Home > Labour Disputes > Locked-out Journal de Montréal employees to launch free tabloid

Locked-out Journal de Montréal employees to launch free tabloid

September 4th, 2010

MONTREAL – Issued on the lip of Labour Day, the signal appears unmistakable.

A long-running labour dispute at the Journal de Montréal is now expected to extend into another phase in late October – with an announcement issued before the long weekend that the newspaper’s locked-out editorial and office employees are gearing up to begin publishing and distributing a free, weekly, French-language newspaper to hit Montreal’s streets this fall.

The tabloid will be called Rue Frontenac.

At least for the duration of the dispute, the new paper will extend into print the ruefrontenac.com brand of online journalism established on the Internet in early 2009, a week after 253 members of the Syndicate des travailleurs de l’information du Journal de Montréal were locked out.

The lockout took effect Jan. 24, 2009.

The Journal, part of the Quebecor media empire, has continued to publish.

The new paper will be launched even though a mediator appointed by the Quebec Labour Department less than a month ago continues to try to help settle the dispute, said Richard Bousquet, vice-president of the union’s editorial component.

At the outset of the dispute, “about half” of the 253 workers were in the newsroom – reporters, copy editors and others, he said. “Maybe 10 or a dozen” have since retired or quit for other jobs. Equivalent figures for the office-worker component weren’t available.

The new tabloid, expected to appear every Thursday, will start at 48 pages with a “minimum” press run of 50,000 – offering a considerably broader variety of content than ruefrontenac.com, Bousquet said Saturday.

Special investigative features, analysis and columns will augment news, sports, business and culture coverage, he added.

The paper will be distributed at newsstands across the Montreal region, from St. Jérôme north of Montreal Island to St. Jean sur Richelieu to the south, he said, and in person at street corners by locked-out workers bringing attention to the dispute, “especially in central Montreal.”

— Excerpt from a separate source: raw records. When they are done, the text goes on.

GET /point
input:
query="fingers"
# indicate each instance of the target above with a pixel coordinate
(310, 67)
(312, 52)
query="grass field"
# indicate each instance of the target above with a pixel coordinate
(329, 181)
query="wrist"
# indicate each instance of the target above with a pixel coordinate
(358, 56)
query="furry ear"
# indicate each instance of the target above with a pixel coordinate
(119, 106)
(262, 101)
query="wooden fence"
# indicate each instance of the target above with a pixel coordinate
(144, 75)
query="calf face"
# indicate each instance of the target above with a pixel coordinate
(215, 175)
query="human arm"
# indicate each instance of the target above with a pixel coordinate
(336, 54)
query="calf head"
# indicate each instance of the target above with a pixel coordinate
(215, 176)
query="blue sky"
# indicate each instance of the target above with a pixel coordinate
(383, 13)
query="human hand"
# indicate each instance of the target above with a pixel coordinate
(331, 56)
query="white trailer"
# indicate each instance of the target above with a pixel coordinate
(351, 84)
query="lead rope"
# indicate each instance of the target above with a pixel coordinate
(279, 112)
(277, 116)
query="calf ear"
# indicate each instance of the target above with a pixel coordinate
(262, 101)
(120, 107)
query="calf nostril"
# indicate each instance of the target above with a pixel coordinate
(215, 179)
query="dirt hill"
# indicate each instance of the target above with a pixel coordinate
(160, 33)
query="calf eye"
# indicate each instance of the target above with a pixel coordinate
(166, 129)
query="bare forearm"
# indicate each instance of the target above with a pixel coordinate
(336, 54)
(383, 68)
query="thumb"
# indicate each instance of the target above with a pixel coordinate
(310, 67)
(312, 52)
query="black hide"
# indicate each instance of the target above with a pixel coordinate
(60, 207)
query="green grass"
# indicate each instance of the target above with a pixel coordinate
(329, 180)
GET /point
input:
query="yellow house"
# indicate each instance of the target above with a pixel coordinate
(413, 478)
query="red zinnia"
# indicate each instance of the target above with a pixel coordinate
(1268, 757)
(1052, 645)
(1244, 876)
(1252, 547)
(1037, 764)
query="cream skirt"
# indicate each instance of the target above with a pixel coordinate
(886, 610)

Exactly like ruefrontenac.com, Bousquet said, “it’s a pressure tactic” – but, equally, he added, the paper will provide and maintain “the level of journalistic credibility and rigour we’ve established with ruefrontenac.com.”

The website pulls in “more than 300,000 unique visitors” monthly – a majority in the 25-44 age bracket, “mostly males,” he said. The site each month serves up “more than 2.2 million page views,” he added.

Just like the website, Bousquet added, Rue Frontenac on newsprint will be designed to cover its non-labour operating and production costs through a combination of advertising revenues and contributions. The Canadian Auto Workers union recently contributed $25,000 to the battle, recognizing that “it crosses traditional union lines,” Bousquet said.

The support by the broader labour movement has been “very good, very encouraging,” he added.

The website “is doing better than break-even,” Bousquet said.

The same approach is planned for the new tabloid.

Bousquet wouldn’t specify the size of the website’s surplus.

Conventional wages aren’t part of the equation, for either the website or the planned newspaper.

That’s because since the start of the dispute, union members have been getting lockout pay amounting to 76 per cent of their usual after-tax income, furnished by various union strike funds.

Because such income is tax-free, “we have in effect each been losing about one-quarter of our purchasing power” for the duration, Bousquet said.

Meanwhile, with the lockout approaching its 20th month, an agreement by both sides not to provide details of negotiations remains in effect.

Jean Poirier, the mediator named in early August by the Quebec Labour Department, “is meeting with both parties.” That’s as far as Bousquet would go.